If I had hunkered instead of hosted, I would have been fine.
So I’ve decided I won’t tell them anymore if I go out. I’ll call them when the background noise sounds like hunkering.
One thing David and I have done while practicing hunkering is watch the miniseries “Washington” we recorded on the History Channel. It dragged in places — the Revolutionary War lasted a long time — but we learned a lot about hunkering. George Washington was good at it, even when he was miserable with his painful-looking false teeth and didn’t want to talk.
But when he was at Valley Forge for that frightful winter, he said, “We’ll just have to hunker down here.”
They bravely did, through starvation and frigid temperatures and boots that were falling apart.

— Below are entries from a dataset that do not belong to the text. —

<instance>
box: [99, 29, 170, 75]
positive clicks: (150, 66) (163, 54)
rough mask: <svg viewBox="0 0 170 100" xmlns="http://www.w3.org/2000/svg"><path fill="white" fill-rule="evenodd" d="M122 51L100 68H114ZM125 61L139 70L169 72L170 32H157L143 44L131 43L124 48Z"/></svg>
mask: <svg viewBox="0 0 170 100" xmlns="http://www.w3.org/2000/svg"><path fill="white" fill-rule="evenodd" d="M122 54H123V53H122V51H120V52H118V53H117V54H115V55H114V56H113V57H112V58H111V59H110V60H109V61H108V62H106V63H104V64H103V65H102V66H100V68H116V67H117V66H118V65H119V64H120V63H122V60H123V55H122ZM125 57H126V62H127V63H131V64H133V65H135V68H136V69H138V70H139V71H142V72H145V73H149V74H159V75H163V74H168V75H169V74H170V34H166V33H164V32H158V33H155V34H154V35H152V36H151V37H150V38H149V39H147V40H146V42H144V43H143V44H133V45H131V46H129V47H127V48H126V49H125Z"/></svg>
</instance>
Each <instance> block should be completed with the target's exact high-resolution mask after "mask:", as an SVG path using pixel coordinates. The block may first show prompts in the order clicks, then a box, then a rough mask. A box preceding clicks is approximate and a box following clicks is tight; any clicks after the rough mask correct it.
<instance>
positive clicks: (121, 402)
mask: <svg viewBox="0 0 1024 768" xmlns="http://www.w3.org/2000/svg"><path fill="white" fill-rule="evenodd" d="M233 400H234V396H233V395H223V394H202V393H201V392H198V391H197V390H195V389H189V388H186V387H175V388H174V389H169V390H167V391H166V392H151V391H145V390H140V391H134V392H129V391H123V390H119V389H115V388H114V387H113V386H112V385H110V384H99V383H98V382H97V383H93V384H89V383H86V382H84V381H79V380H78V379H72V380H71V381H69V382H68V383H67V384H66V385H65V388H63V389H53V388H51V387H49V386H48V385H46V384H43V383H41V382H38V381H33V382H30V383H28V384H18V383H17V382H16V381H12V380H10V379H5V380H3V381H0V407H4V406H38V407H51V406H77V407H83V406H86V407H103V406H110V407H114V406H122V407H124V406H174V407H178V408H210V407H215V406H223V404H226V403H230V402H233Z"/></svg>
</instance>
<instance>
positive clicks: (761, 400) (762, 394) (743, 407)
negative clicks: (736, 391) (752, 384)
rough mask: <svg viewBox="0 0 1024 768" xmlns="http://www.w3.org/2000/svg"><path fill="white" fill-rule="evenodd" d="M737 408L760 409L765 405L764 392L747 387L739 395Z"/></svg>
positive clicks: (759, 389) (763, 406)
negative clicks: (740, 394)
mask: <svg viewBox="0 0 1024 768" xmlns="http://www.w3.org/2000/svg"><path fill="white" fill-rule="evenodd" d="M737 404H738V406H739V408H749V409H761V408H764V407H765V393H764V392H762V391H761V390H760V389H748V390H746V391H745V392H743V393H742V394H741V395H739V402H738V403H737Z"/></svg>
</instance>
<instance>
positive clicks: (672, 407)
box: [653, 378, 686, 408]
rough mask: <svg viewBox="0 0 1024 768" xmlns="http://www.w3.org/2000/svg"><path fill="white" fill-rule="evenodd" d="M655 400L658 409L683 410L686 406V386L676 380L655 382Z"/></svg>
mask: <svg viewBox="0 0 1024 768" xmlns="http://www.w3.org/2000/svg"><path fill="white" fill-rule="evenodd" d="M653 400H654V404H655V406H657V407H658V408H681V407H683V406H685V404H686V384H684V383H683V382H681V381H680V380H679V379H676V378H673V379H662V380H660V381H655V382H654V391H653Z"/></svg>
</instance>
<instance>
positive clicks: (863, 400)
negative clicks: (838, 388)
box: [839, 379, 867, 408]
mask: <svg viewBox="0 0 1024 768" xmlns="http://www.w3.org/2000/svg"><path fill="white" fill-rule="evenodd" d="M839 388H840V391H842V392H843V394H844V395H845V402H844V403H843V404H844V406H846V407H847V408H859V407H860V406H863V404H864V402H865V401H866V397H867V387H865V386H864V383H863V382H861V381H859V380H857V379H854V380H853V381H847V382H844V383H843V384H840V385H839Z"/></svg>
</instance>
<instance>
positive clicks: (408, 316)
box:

Their courageous hunkering opened the way for the freedoms we enjoy today.
“They knew how to hunker,” David said to me.
“We need to learn how to hunker better,” I said.
So I’ll try. I can shop less and hunker more. I can pick up lunch through a drive-thru and eat french fries that aren’t as hot as I would like when I get home. I can do pick-up groceries and do less wandering around through a store, touching things. Unless I really, really need to go out, I will hunker.
Hopefully, it will just be for a short time and will be over with before we know it.
I will learn the fine art of hunkering. I draw the line at searching for the Confederate treasure, but I will hunker.